Property Values - What You Get for ... $850,000 - NYTimes.com
As I read this regular column, I generally have several thoughts:
- The size of the lot is relevant, whether the home is on a city postage stamp, or a country estate.
- For multi-story multi-family buildings, I'd like to know the number of stories and the footprint of the unit.
- The age of the building is useful to know; many are quite old and, likely, quite inefficient, even obsolete
- Right below the Property Tax information, I'd like to see the percentage of the school district's high school graduates who go to 4 year colleges, and the drop out rate from 9th grade to 12th. (This matters even if the target audience is 2nd home New Yorkers whose children won't attend those schools.) Generally, there seems to be a strong correlation between high property taxes and quality of local education.

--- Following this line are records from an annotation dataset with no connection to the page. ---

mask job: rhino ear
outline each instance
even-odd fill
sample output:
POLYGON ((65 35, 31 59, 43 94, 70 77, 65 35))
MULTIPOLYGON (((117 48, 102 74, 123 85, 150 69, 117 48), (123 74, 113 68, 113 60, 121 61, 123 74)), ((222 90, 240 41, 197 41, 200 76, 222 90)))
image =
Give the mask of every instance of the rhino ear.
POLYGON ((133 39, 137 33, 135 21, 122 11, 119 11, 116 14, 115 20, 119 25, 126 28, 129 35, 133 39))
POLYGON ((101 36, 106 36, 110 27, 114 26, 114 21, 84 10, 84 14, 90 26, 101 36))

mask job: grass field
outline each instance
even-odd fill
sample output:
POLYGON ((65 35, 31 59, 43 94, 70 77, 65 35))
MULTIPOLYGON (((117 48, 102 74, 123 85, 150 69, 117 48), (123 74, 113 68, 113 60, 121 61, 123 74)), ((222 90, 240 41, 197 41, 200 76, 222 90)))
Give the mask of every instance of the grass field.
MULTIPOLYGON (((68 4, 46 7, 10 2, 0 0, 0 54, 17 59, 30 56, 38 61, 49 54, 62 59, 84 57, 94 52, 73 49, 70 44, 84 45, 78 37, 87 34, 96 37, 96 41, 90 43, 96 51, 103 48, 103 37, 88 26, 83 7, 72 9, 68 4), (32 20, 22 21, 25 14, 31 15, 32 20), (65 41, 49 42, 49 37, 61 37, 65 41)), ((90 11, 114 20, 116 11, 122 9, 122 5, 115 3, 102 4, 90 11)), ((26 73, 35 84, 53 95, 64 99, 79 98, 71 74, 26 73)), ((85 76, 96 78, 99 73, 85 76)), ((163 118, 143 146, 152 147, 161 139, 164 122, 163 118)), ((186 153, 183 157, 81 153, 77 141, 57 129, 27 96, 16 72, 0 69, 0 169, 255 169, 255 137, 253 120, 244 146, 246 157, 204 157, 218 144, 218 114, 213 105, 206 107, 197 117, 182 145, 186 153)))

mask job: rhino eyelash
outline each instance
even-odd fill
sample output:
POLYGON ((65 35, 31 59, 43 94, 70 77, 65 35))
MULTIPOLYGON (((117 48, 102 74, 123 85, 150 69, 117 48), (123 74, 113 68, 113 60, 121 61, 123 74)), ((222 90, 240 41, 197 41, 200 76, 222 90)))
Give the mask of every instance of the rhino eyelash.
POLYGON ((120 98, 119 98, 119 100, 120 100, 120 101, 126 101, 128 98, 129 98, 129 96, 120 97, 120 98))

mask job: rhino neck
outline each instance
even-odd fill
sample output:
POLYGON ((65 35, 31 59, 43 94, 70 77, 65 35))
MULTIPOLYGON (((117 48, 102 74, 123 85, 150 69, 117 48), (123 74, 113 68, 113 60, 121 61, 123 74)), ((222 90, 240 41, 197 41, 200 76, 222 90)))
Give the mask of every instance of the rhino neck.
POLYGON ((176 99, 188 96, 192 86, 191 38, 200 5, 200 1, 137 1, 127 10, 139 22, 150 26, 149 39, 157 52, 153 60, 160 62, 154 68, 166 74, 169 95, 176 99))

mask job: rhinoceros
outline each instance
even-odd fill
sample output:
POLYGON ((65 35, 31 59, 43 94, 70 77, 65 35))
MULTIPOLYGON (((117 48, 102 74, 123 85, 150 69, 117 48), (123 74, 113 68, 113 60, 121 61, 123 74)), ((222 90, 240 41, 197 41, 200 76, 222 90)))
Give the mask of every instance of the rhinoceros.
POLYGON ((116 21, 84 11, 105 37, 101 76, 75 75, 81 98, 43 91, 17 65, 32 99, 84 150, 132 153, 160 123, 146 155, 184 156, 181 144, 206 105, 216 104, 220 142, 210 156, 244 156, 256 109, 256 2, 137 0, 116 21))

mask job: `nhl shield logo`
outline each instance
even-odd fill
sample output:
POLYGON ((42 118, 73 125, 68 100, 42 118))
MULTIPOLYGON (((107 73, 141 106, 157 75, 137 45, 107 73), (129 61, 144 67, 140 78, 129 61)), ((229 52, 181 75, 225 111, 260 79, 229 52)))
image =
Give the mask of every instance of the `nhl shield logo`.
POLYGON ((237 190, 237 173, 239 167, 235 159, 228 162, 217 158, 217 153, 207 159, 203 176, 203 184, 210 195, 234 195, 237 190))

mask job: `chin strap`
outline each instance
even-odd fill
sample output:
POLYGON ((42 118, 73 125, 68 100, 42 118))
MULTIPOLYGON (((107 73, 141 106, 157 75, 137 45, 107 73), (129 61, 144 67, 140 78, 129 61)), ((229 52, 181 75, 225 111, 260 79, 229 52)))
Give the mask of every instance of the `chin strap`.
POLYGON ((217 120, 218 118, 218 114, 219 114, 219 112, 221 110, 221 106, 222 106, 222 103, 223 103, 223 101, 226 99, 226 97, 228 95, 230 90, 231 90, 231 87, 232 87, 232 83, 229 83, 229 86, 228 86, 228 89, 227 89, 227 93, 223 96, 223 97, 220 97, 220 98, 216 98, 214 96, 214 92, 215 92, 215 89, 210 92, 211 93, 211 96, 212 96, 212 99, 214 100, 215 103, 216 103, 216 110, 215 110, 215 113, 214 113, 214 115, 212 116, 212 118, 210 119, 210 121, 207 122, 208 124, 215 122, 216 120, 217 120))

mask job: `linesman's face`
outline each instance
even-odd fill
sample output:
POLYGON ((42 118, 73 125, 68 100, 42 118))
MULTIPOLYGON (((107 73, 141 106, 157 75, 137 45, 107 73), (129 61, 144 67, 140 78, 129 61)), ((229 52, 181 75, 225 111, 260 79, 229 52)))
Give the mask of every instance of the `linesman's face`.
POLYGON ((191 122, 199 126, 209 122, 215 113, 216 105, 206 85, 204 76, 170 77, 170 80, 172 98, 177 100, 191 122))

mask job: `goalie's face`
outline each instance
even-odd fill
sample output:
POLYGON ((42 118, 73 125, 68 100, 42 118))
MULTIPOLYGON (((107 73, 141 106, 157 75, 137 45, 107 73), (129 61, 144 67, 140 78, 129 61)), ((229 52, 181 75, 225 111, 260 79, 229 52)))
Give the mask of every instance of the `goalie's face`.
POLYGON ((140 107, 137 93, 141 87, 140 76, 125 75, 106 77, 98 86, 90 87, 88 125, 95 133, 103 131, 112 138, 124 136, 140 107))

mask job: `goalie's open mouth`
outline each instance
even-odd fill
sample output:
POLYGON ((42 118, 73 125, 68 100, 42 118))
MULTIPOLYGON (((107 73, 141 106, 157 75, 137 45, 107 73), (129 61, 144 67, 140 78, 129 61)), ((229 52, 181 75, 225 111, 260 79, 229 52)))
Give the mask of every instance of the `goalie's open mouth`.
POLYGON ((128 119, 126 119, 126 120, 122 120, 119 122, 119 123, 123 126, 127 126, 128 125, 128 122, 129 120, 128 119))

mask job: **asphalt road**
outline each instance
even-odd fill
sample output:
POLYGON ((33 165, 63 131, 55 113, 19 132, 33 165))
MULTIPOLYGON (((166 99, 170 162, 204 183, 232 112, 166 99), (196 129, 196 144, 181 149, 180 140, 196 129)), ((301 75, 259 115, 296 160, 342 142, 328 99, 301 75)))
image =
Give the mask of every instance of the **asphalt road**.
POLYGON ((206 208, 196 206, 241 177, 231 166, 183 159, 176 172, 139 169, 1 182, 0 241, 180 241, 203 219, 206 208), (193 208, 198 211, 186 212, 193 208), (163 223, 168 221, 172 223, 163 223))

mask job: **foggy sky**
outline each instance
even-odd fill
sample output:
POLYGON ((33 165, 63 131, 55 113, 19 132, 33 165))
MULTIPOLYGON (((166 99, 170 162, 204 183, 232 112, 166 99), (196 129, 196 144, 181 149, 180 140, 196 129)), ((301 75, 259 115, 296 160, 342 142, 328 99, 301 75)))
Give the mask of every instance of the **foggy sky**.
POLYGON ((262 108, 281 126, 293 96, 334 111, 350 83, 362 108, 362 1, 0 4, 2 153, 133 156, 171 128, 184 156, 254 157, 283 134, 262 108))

What the typical reader probably doesn't think about is that for most of these properties, it is the location which is valuable, not the house itself. The writeups sometimes describe the locational amenities: transportation infrastructure and services, views, parks, jobs. All these things are definitely worth paying for; the question, of course, is who we should be paying, and how. Should we pay the previous owner, who didn't create any of those things -- or should we pay the community, which did? Should we pay the community in the form of taxes on our labor, or in the form of taxes on the value of the land we occupy?
See paying twice, paying the wrong party, privilege, windfall, unearned increment, rent, rent is for the community. There is a better way to finance our common spending than what we're doing now.